Mahnmut pensò: "Immersione", e il sommergibile scese di venti chilometri, evitando solo di qualche decina di metri le più basse colonie di fuchi lampo. Il kraken si tuffò all’inseguimento. Se fosse stato capace di ridere, in quel momento avrebbe riso di gusto: quella era la profondità perfetta per uccidere la preda.
Con riluttanza Mahnmut cancellò dal proprio campo visivo il Sonetto 116 ed esaminò le varie possibilità. Sarebbe stato imbarazzante finire divorato da un kraken a meno di cento chilometri da Conamara Chaos Central. Colpa dei maledetti burocrati: avrebbero dovuto ripulire dai kraken quel tratto di mare, prima di convocare in riunione un loro esploratore moravec.
Poteva uccidere il kraken, certo. Ma non c’erano sommergibili di raccolta nel raggio di mille chilometri e il magnifico animale sarebbe stato ridotto a brandelli e divorato dai parassiti delle colonie di fuchi lampo, dagli squali salmastri, dalle serpule libere e da altri kraken, molto prima dell’arrivo di un raccoglitore della compagnia. Sarebbe stato davvero uno spreco.
Mahnmut si scoEegò dalla vista virtuale il tempo necessario per dare un’occhiata in giro alla nicchia, come se dall’ingombra realtà potesse ricavare un’idea. Ebbe successo.
Sul banco di comando, insieme al volume delle opere di Shakespeare, rilegato in pelle, e all’analisi della Vendler, c’era la Lava Lamp, avuta in regalo dal suo vecchio compagno moravec Urtzweil, quasi venti anni terrestri prima.
Mahnmut sorrise e tornò in vista virtuale su tutte le ampiezze di banda. Così vicino a Chaos Central ci sarebbero stati di sicuro dei diapiri e i kraken detestavano i diapiri.
Infatti.
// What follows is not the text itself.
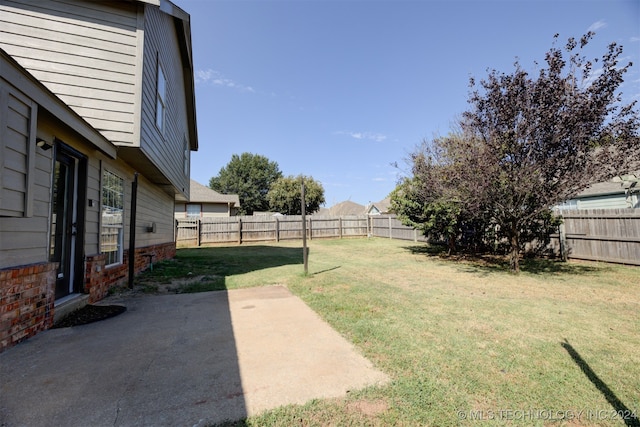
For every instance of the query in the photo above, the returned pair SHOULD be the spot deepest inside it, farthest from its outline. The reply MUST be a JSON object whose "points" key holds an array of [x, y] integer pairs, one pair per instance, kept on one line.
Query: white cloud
{"points": [[217, 79], [372, 136], [596, 26]]}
Quindici chilometri a sud-sudest un’eruzione di diapiri si alzava lentamente verso la calotta di ghiaccio, con lo stesso languido movimento delle bolle nella Lava Lamp. Mahnmut puntò verso il diapiro più vicino in salita verso un canale sgombro e accelerò di altri cinque nodi solo per stare sul sicuro, ammesso che si possa essere al sicuro nel raggio d’azione dei tentacoli di un kraken adulto.
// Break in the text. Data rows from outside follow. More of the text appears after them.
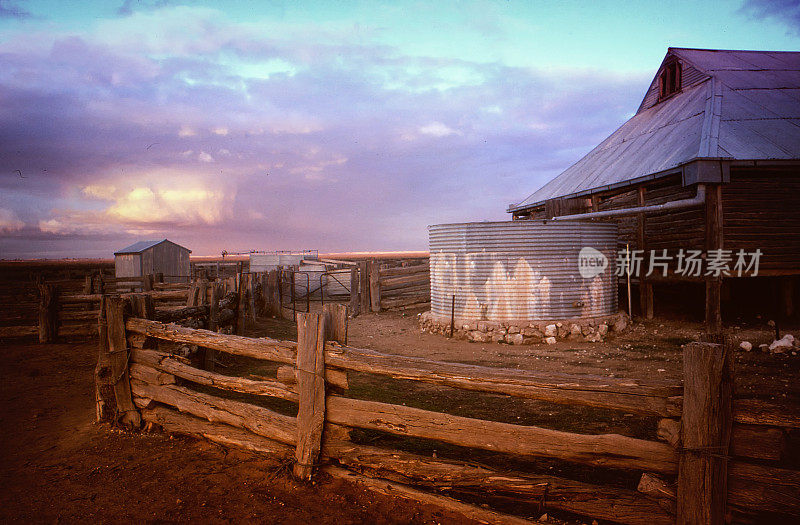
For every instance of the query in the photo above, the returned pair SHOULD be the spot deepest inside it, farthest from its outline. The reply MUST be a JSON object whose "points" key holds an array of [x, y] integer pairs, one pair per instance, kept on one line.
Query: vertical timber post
{"points": [[311, 388], [48, 313], [363, 285], [354, 302], [705, 434], [375, 285], [274, 293], [335, 322], [714, 241], [645, 287], [104, 387], [118, 352]]}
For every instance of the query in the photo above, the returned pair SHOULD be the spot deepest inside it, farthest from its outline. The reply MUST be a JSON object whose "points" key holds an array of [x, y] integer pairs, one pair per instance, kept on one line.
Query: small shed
{"points": [[152, 257], [709, 163]]}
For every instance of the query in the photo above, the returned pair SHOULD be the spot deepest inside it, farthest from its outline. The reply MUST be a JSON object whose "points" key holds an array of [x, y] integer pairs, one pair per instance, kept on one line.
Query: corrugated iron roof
{"points": [[139, 247], [744, 105]]}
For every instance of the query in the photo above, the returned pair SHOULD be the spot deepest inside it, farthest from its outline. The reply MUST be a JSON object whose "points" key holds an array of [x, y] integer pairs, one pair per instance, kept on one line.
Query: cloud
{"points": [[122, 132], [10, 9], [9, 221], [782, 11]]}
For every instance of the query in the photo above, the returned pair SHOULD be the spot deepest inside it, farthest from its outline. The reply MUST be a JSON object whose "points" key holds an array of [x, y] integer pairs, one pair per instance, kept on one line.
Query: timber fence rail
{"points": [[63, 311], [376, 286], [715, 457]]}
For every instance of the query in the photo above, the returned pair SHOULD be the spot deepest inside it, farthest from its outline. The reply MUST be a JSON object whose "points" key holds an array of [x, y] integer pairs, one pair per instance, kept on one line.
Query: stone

Un diapiro non era altro che una bolla di ghiaccio riscaldato dalle bocche vulcaniche e dalle zone calde gravitazionali, molto più in basso, che risaliva nel mare di sale inglese verso la calotta di ghiaccio che un tempo copriva il cento per cento di Europa e che adesso, millequattrocento anni terrestri dopo l’arrivo della compagnia di lavoratori criorobot, rivestiva ancora più del novantotto per cento del satellite. Quel diapiro aveva un diametro di circa quindici chilometri e aumentava velocità a mano a mano che risaliva verso la calotta di superficie.